These photos of Their Royal Highnesses were included in a souvenir booklet produced by The City of Calgary to commemorate their stop in Calgary.

First Visit to Calgary

Calgary was fortunate to be a stop on the 1951 Royal Tour itinerary. Princess Elizabeth and The Duke of Edinburgh were scheduled for a very full day during their visit to Calgary on Thursday, October 18th.

Decorations were an important component of preparing the city for the Royal Guests as these would be the first things seen by the visitors. Decorations abounded in the form of flags, shields, crests and bunting placed at the train station, City Hall, the Palliser Hotel, and elsewhere around the city. Portraits of Princess Elizabeth and the Duke of Edinburgh could be purchased to be used in window displays. 

One could also “decorate” one’s self. The Badge & Specialty Co. Limited of Montreal recommended the purchase of this Official Souvenir Badge of The Princess Elizabeth and The Duke of Edinburgh, “especially for school students participating in the Royal Visit”.

Royal Itinerary

The Royal Party was to be met at the Calgary CPR Station at 10:00 a.m. and then driven through the business section to City Hall, followed by a rest stop at the Palliser Hotel, and then finally on to the Exhibition Grounds.

Upon their 10:30 a.m. arrival at City Hall there would be a Civic Reception for Their Royal Highnesses with invited guests, followed by the signing of the Distinguished Visitors’ Register and then the presentation of a bouquet to Princess Elizabeth.

This photo captures Mayor Don Mackay escorting Princess Elizabeth down the steps of City Hall on October 18th, 1951 after the Civic Reception.

Glenbow Archives NA-4811-3, “Mayor Don Mackay escorting Princess Elizabeth down steps of City Hall, Calgary, Alberta.” October 1951, by McDermid Drug Company, Calgary, Alberta, under fair dealing, Courtesy of Glenbow Archives, Archives and Special Collections, University of Calgary.

Exhibition Grounds (Stampede Park)

After a rest period at the Palliser Hotel, Their Royal Highnesses departed at 11:30 a.m. to visit the Indian Village on the Exhibition (Calgary Stampede) Grounds at 11:40 a.m. as seen in this photograph.

The stop at the Indian Village included presentations of gifts from the Indian tribes to Their Royal Highnesses.
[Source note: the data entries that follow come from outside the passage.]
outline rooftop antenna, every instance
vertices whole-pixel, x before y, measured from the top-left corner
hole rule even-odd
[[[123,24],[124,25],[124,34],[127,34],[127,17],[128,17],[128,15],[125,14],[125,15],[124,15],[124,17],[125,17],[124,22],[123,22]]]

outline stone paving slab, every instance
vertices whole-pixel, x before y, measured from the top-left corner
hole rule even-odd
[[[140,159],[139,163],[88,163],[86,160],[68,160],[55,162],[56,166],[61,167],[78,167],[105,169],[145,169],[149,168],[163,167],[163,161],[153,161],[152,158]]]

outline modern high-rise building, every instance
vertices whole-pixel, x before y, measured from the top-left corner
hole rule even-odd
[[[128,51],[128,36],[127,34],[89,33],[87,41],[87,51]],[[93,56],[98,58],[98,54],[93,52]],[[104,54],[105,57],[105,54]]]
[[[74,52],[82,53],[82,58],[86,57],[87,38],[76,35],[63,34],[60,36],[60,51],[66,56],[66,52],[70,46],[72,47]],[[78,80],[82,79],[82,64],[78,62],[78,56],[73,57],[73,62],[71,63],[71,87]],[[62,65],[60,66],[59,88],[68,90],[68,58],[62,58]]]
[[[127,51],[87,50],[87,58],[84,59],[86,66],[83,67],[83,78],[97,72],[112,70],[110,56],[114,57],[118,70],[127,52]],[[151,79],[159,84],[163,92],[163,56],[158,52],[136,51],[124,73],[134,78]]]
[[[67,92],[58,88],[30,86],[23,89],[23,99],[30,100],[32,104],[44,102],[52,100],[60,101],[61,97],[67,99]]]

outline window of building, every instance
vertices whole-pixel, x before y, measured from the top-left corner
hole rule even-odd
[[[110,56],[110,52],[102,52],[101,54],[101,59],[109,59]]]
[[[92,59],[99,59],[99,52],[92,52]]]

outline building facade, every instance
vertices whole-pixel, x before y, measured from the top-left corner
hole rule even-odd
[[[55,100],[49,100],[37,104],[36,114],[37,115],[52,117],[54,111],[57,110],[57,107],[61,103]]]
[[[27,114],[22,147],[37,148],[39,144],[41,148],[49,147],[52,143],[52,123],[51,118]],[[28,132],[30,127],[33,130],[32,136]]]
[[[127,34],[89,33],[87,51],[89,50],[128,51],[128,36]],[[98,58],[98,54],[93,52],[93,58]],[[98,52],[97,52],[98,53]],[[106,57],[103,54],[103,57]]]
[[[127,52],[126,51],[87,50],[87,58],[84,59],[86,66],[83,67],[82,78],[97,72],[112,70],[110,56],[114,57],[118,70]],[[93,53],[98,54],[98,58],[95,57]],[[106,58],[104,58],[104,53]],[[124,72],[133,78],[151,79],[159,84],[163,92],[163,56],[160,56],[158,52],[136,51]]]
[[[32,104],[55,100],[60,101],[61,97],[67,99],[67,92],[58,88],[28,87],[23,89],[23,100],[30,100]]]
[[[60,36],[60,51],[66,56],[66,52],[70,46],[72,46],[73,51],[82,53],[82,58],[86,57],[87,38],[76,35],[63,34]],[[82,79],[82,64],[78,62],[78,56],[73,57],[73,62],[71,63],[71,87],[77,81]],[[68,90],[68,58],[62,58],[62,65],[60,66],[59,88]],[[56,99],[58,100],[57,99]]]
As reported in The Albertan, Mrs. Antoinette Heavyshield would present the Indian outfit made for Prince Charles to Princess Elizabeth. She was the head seamstress for “the small white outfit” which would be displayed in her teepee. “The gift, from all the five tribes in Southern Alberta, will be presented in the name of the mothers of the tribes.”  

Photograph courtesy of the Williams & Harris Shared History Centre, Calgary Public Library.

Lunch and Mini-Stampede

After touring through the Indian Village, the next stop for the Royal Guests was at the Stampede Corral at 11:50 a.m. for the Civic Chuck-wagon Luncheon.

The luncheon was described as a “real Western chuckwagon dinner” with beef stew, Boston baked beans, potatoes au gratin, a grass salad (light green vegetables), blueberry tart, and coffee. A roast duck and five specially prepared roast Hungarian partridges were also at the table of Princess Elizabeth and the Duke of Edinburgh.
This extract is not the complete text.